In a face-to-face interview on 12/18/12 at 10:40am, RN SF8 indicated that he had been here for a month before he had hospital/corporate orientation. He further indicated that he had a brief orientation with another nurse by working 2 days on Unit B and 1 day on Unit C while he was hired to work Unit C. He further indicated that he didn't know the role or duties of the LPN and MHT on the unit. RN SF8 indicated that he had no orientation on completing treatment plans, but the ones that were used here were outdated and not used anywhere else (had previously worked at a non-profit psychiatric facility). RN SF8 indicated that he had not been evaluated for competency since he was hired.
MHT SF10
Review of MHT SF10's personnel file revealed that he was hired on 10/03/12. Further review revealed no documented evidence of orientation to his job duties or an evaluation of competency to perform the duties of a MHT on Unit C.

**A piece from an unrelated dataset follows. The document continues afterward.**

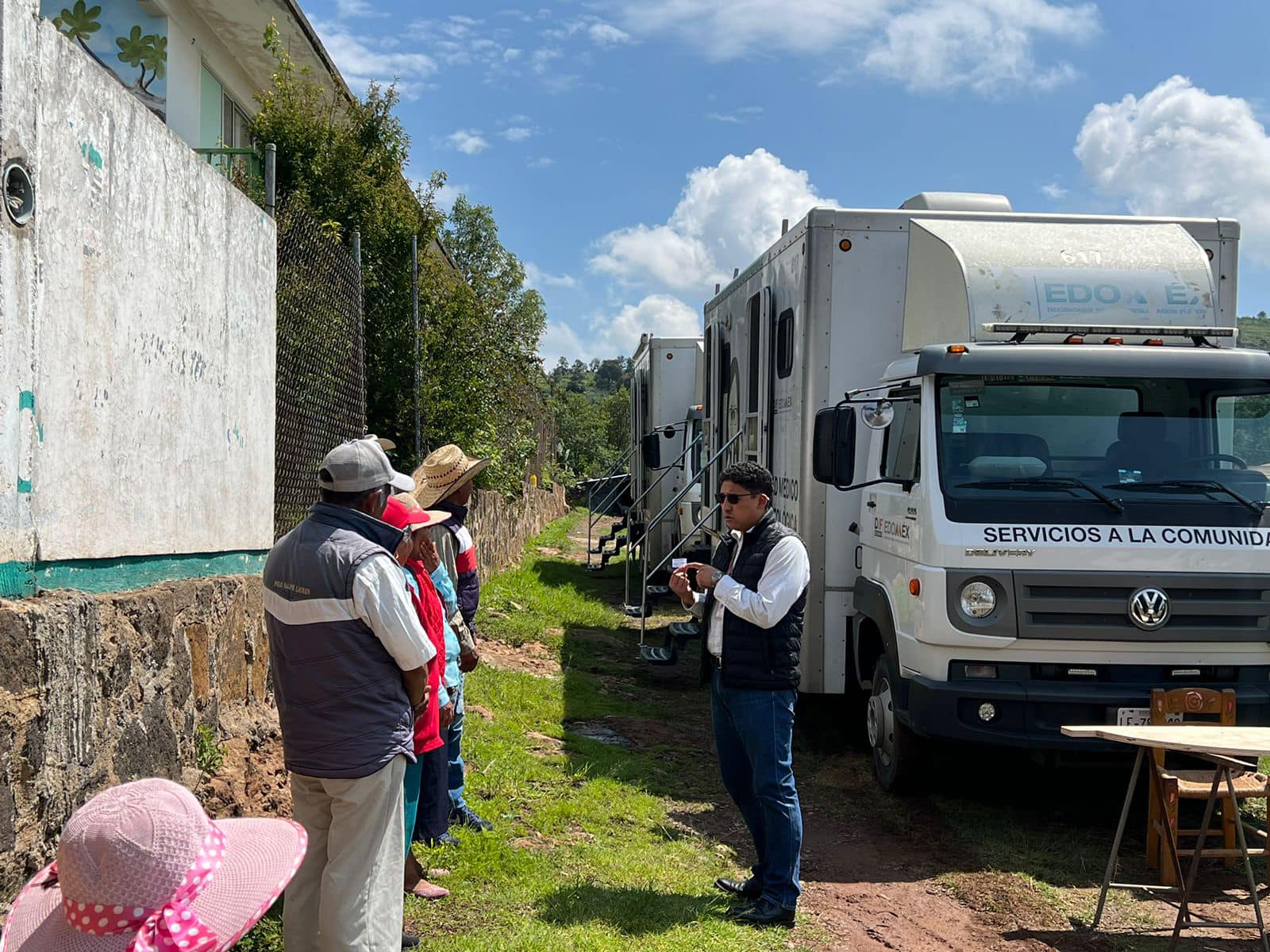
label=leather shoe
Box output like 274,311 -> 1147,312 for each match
733,899 -> 794,929
715,876 -> 764,900
449,806 -> 494,833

In a telephone interview on 12/18/12 at 11:10am, MHT SF10 indicated that he was paired with another MHT for 7 days before being scheduled alone. He further indicated that he kept a package, and the MHT would check off when he performed a task, and the nurse would sign the form (no evidence in his personnel file).
MHT SF13 with Company A
Review of MHT SF13's personnel file revealed no documented evidence that she was oriented to the hospital's policies and procedures and her duties as a MHT on Unit C. There was no documented evidence that she was paired with an experienced MHT prior to providing direct patient care. Review of MHT SF13's "Competency Skills Checklist Position: MHT" revealed all of the skills were evaluated by oral evaluation/supervision by DON SF2 on 12/04/12 (first day of work). Further review revealed MHT SF13 signed the checklist on 12/05/12. There was no documented evidence that MHT SF13 was assessed for competency by observation of the performance of the following skills: documentation of observation skills, application of restraints, monitoring a patient in seclusion and restraints, daily room checks, patient checks for contraband, performing EKGs (electrocardiograms), monitoring patient's behavior and reporting requirements, performing vital signs, obtaining patient weight, facilitating groups, admission paperwork, and her role in Code White (procedure for handling aggressive/combative behavior).

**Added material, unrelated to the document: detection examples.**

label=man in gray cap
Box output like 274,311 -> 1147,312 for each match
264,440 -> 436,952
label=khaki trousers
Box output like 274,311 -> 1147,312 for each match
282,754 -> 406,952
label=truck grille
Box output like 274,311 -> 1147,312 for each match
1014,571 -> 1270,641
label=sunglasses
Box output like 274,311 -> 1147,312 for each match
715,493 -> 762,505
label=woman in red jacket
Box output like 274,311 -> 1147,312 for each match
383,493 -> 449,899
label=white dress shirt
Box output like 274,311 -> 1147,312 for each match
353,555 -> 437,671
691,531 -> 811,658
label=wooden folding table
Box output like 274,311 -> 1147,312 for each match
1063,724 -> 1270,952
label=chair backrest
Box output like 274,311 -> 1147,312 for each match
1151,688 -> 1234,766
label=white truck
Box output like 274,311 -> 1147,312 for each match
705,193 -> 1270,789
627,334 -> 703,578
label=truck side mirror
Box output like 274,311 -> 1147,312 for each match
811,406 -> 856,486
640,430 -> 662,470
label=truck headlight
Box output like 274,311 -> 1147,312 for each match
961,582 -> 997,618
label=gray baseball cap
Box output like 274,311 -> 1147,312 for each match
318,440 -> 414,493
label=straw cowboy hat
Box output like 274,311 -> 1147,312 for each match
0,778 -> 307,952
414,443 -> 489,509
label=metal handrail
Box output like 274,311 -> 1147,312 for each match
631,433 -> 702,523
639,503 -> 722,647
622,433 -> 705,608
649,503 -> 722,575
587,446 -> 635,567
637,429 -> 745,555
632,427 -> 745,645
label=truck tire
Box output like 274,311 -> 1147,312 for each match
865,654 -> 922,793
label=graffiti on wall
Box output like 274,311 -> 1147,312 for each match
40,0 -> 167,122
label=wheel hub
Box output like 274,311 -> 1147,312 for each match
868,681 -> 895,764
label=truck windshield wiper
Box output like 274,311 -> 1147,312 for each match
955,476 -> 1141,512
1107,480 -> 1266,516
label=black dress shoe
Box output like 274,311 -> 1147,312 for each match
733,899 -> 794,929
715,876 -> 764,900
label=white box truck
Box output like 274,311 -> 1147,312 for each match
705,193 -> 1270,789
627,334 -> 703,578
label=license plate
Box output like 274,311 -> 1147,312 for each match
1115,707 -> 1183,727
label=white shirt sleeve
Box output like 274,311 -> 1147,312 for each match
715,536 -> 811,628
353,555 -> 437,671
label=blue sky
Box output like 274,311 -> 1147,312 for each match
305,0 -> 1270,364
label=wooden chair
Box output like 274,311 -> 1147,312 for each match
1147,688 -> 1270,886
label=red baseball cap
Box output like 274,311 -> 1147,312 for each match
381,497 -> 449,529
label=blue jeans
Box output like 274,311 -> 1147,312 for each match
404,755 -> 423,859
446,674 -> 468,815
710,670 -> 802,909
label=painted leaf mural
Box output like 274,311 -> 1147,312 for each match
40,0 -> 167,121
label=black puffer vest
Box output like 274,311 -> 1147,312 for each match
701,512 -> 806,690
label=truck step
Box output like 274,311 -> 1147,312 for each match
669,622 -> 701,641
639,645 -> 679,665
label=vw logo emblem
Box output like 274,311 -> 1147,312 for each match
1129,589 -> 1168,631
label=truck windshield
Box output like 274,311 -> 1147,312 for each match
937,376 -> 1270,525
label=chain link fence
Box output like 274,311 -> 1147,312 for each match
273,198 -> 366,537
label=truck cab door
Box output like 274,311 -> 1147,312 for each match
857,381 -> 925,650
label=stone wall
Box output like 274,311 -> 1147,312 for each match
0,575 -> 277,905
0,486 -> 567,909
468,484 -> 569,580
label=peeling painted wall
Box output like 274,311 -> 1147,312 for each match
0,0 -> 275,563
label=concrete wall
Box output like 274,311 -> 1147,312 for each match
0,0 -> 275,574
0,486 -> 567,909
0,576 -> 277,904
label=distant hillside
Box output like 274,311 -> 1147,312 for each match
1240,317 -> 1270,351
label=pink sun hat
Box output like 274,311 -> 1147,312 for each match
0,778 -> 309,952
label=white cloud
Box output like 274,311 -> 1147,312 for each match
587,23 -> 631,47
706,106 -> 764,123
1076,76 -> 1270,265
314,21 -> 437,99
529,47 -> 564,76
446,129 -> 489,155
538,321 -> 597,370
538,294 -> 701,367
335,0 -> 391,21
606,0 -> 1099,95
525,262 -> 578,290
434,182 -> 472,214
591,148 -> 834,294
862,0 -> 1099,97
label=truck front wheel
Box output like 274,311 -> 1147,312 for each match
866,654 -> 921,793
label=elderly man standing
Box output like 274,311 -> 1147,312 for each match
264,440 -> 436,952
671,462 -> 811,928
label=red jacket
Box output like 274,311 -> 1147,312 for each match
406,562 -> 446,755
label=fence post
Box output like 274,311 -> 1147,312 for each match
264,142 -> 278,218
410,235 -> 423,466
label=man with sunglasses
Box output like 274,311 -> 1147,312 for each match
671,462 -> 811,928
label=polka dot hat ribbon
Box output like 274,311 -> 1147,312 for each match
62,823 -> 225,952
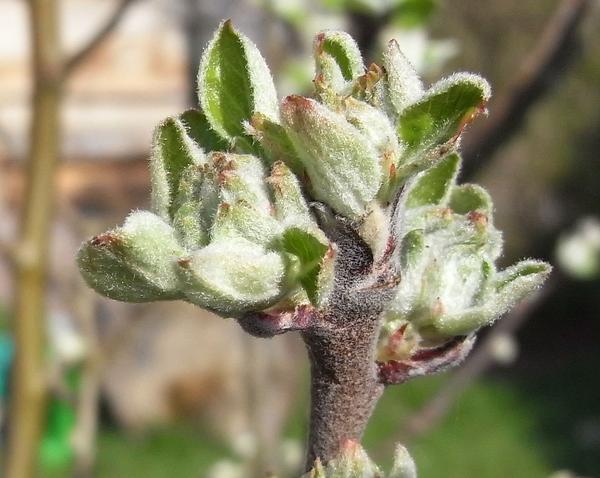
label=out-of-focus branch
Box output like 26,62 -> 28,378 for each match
63,0 -> 135,76
2,0 -> 133,478
3,0 -> 62,478
462,0 -> 591,180
401,278 -> 558,442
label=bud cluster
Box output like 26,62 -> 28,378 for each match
78,21 -> 550,478
78,18 -> 548,344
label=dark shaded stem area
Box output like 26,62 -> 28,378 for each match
302,321 -> 383,471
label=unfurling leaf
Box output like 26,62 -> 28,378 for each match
177,238 -> 286,317
77,211 -> 185,302
150,118 -> 206,221
282,96 -> 382,218
314,31 -> 365,103
281,227 -> 328,304
198,20 -> 279,145
383,40 -> 423,115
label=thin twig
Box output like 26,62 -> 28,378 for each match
401,279 -> 558,442
462,0 -> 591,180
63,0 -> 134,76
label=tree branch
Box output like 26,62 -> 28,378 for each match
462,0 -> 591,180
63,0 -> 135,77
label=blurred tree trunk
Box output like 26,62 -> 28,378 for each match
2,0 -> 133,478
4,0 -> 62,478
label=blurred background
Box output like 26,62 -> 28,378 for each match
0,0 -> 600,478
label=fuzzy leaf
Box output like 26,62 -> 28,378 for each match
389,444 -> 417,478
173,165 -> 211,250
406,154 -> 460,208
77,211 -> 185,302
398,73 -> 490,153
314,31 -> 365,96
150,118 -> 206,221
282,96 -> 382,218
267,161 -> 313,220
448,184 -> 493,217
281,227 -> 328,304
198,20 -> 279,141
495,260 -> 552,307
178,238 -> 285,316
211,199 -> 281,245
208,153 -> 271,214
250,113 -> 303,174
383,40 -> 423,114
179,109 -> 229,153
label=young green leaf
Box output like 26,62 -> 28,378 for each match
388,444 -> 417,478
281,227 -> 328,304
448,184 -> 493,219
150,118 -> 206,221
179,109 -> 229,153
313,31 -> 365,101
211,199 -> 281,246
198,20 -> 279,142
398,73 -> 490,153
405,154 -> 460,208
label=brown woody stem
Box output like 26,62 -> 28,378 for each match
302,320 -> 383,471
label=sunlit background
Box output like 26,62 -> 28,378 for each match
0,0 -> 600,478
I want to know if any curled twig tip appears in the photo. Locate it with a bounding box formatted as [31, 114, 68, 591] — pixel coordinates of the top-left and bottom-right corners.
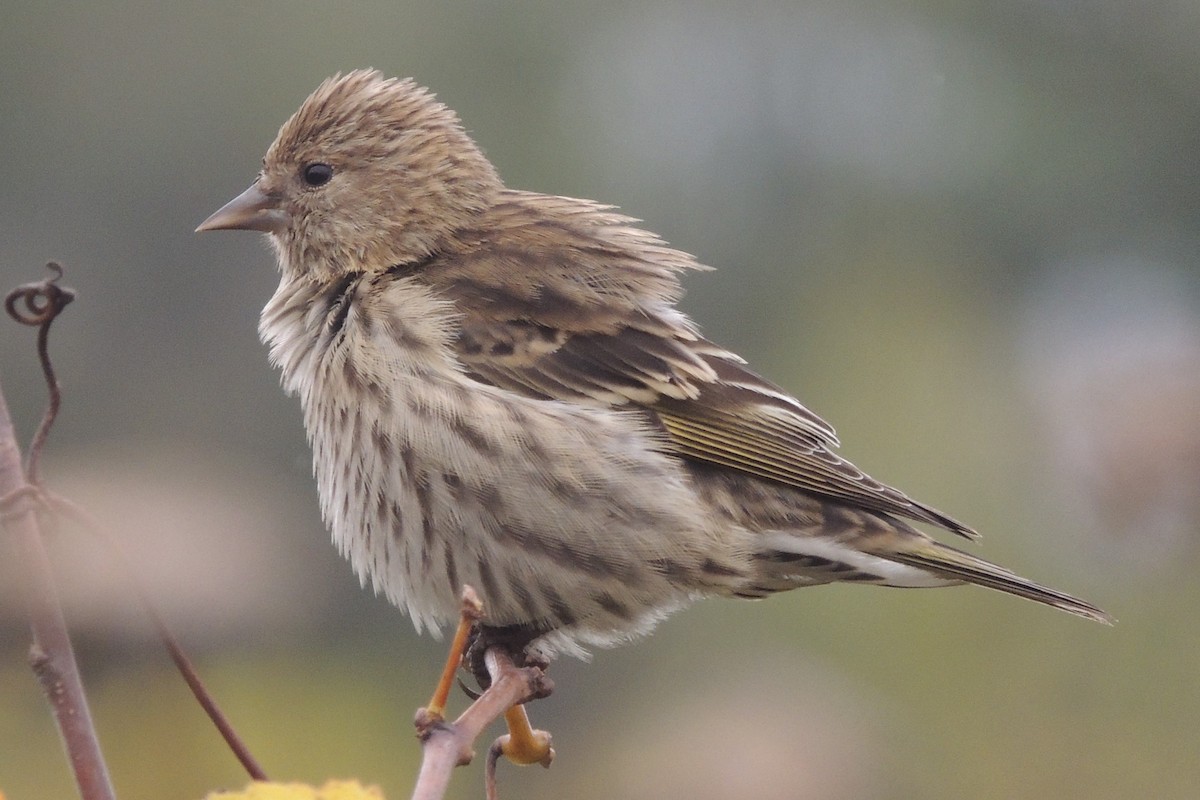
[4, 261, 76, 326]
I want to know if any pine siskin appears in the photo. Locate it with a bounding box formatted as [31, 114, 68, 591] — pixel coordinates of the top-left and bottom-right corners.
[198, 71, 1109, 650]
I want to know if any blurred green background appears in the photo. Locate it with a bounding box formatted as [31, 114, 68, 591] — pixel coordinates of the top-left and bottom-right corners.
[0, 0, 1200, 800]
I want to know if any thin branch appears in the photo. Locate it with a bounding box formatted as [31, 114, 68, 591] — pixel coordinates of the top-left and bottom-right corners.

Review of the staffing assignment sheets presented by DON SF2 revealed that MHT SF13 worked from 7:00pm to 11:00pm on 12/04/12.

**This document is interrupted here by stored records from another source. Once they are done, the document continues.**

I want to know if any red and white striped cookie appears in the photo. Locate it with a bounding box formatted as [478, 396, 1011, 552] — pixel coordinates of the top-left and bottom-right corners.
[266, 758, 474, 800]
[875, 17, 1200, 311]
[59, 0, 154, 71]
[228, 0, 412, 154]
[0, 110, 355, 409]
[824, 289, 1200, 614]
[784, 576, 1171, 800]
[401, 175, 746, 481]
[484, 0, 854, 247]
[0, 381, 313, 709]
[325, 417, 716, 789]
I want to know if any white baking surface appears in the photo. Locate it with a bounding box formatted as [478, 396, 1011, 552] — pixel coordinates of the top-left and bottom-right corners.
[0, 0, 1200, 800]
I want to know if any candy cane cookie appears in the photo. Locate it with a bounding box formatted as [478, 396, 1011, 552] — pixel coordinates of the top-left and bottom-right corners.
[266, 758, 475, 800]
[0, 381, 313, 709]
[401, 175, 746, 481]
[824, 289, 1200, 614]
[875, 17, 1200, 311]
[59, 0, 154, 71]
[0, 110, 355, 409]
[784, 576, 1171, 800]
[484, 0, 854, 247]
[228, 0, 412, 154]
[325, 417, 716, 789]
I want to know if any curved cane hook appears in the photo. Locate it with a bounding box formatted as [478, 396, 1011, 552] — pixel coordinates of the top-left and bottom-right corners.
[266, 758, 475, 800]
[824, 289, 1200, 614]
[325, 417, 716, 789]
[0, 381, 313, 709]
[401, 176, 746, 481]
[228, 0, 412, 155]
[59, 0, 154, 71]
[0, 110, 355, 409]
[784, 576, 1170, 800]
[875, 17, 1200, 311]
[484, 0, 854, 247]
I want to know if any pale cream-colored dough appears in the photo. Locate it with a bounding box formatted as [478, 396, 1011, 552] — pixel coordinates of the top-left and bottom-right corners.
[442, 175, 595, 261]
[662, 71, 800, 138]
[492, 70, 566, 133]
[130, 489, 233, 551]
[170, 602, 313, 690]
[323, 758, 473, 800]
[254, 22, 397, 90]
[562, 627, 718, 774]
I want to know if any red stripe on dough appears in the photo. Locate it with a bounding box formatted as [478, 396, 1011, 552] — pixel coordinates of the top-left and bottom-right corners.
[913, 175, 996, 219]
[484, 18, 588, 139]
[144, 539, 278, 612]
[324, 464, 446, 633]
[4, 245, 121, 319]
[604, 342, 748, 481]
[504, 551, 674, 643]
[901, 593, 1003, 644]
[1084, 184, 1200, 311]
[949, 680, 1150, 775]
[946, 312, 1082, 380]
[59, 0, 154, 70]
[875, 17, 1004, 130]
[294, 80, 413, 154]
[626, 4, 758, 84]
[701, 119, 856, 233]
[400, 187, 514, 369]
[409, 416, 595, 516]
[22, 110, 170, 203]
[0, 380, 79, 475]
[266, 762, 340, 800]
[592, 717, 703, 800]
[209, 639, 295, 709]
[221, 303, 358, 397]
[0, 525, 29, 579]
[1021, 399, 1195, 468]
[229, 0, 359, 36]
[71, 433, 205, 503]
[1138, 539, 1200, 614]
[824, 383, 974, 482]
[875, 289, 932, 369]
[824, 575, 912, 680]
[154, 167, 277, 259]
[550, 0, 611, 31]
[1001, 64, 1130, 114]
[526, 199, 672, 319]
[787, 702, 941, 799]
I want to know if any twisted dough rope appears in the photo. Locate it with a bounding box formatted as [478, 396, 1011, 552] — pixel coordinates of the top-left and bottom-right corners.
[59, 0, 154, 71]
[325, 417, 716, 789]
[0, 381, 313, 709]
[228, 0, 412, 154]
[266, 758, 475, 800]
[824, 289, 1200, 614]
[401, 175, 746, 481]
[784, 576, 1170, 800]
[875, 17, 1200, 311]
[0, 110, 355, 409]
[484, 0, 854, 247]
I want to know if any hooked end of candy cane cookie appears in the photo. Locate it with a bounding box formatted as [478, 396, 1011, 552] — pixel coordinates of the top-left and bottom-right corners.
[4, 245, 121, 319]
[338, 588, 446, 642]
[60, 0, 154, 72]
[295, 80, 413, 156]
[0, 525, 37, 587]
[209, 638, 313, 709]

In a face-to-face interview on 12/18/12 at 4:15pm with Administrator SF1, DON SF2, and Vice-President of Operations SF3 present, when asked about having CPI (crisis prevention intervention) Instructor SF11 who was a MHT assess the RN for competency with restraints and seclusion, DON SF2 indicated that she did not know how CPI Instructor SF11 evaluated the RN's competency. Administrator SF1 indicated that CPI Instructor SF11 took the employee to the unit, oriented them to the seclusion room, the locks, the restraints, and the procedure for de-escalation. DON SF2 indicated that CPI Instructor SF11 instructed the RNs, but she didn't know if he evaluated their competencies. After more discussion, Administrator SF1, DON SF2, and Vice-President of Operations SF3 confirmed that a MHT could not assess a RN or LPN for competency related to all components of CPI, restraint, and seclusion. When informed that review of the personnel files revealed a lack of documented evidence of competency assessments and orientation to the job duties and unit, Vice-President of Operations SF3 indicated that she thought it had been done. She further indicated that it was her understanding that a newly hired employee was not scheduled until the skills competency had been completed. No one (Administrator SF1, DON SF2, Vice-President of Operations SF3) could offer an explanation for the lack of documented evidence of orientation and competency for the employees listed above before they performed direct patient care.